Here’s a summary of what’s different with the property market versus previous economic and property crashes:

  1. Over 50% of people own their home outright, so no mortgage
  2. Of those that own a home, most have been on a repayment mortgage since at least since 2014
  3. Mortgage holders since 2014 have been assessed at 6-7% mortgage rates – not the 2-3% they were on
  4. Of those that bought property towards the end of 2021 and 2022, they should be on good fixed mortgage rates and also will have seen an uplift in value in 2022 that was unexpected – around 10% more than forecast.
  5. First time buyers will fall in 2023, but with more people downsizing, this will still allow upsizers to move whereas in the past, FTBs would have held back the market and substantially reduced demand
  6. 50% of buyers either buy with cash or with LTVs of 50% or less, so are not as reliant on mortgages as we’ve been before.
  7. More people are renting, particularly those in industries which tend to suffer more during recessions, such as catering and entertaining, meaning less households on the ladder to be repossessed.

 

So, in theory, with such a high level of equity and people not – again in theory – over borrowing in the run up to this recession and with the addition of there not necessarily being an unsustainable ‘boom’ in the first place, there shouldn’t be the huge numbers of repossessions that we saw back in the 1990s and indeed during the credit crunch (2008).

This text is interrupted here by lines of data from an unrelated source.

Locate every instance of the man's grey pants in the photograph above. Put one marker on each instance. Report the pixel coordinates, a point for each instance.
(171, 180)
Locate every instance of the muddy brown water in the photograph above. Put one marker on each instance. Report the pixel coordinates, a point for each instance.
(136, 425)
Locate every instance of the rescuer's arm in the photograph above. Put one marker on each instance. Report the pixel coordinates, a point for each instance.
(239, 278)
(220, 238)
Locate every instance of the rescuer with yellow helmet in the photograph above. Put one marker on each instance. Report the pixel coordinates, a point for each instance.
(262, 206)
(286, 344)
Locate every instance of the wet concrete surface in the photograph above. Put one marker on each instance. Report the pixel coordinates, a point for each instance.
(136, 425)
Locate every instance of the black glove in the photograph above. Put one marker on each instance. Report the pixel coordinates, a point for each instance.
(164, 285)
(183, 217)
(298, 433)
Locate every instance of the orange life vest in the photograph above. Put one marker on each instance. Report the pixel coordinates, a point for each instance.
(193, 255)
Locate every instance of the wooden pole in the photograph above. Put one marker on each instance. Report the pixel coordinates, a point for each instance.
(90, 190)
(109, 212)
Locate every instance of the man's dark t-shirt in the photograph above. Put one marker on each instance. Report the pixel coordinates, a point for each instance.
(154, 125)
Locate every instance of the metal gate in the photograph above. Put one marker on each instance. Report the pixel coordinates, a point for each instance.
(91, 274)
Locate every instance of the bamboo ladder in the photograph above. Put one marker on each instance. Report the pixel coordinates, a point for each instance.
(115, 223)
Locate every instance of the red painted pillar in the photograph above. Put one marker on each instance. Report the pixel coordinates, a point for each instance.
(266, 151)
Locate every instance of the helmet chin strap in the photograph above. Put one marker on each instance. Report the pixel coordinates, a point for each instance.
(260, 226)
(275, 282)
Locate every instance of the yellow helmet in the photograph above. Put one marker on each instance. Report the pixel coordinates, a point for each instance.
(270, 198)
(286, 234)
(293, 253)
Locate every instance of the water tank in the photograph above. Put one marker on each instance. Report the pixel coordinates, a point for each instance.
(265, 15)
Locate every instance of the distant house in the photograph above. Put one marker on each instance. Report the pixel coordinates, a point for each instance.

But and it’s a big but, we have these economic issues which could mean that any of the positives of the property market are overridden by the negativity of the economy:

  1. Inflation at 10% is making it tough on everyone’s pockets
  2. Energy costs if they remain high could impact on people’s ability to pay their household bills
  3. Mortgage rate rises have been faster than expected – although they are starting to fall again in 2023 and are expected to fall back to the 4% we saw prior to the mini budget in September 22.
  4. The huge whammy of costs for buy to let investors, especially if borrowing and the ‘anti landlord’ sentiment which will continue in the run up to the election could cause a further sell off by landlords, reducing demand and increasing supply.  
  5. Uncertainty may start creeping into the buying/selling market if the bad economic news continues.

 

What are the forecasts for 2023?

So there are two schools of thought on what will happen to property prices this year:-

  1. Optimists, mostly property data experts, suggest around 5-10% falls
  2. Pessimists, often more economic experts, suggest around 20% which is what prices have fallen by in previous recessions

 

Whatever does happen I can guarantee that these falls will be inaccurate for buyers and sellers and homeowners. The reason being is that there isn’t, in my view, an ‘average’ property anymore. Property prices are falling, rising and staying the same in many areas across the country.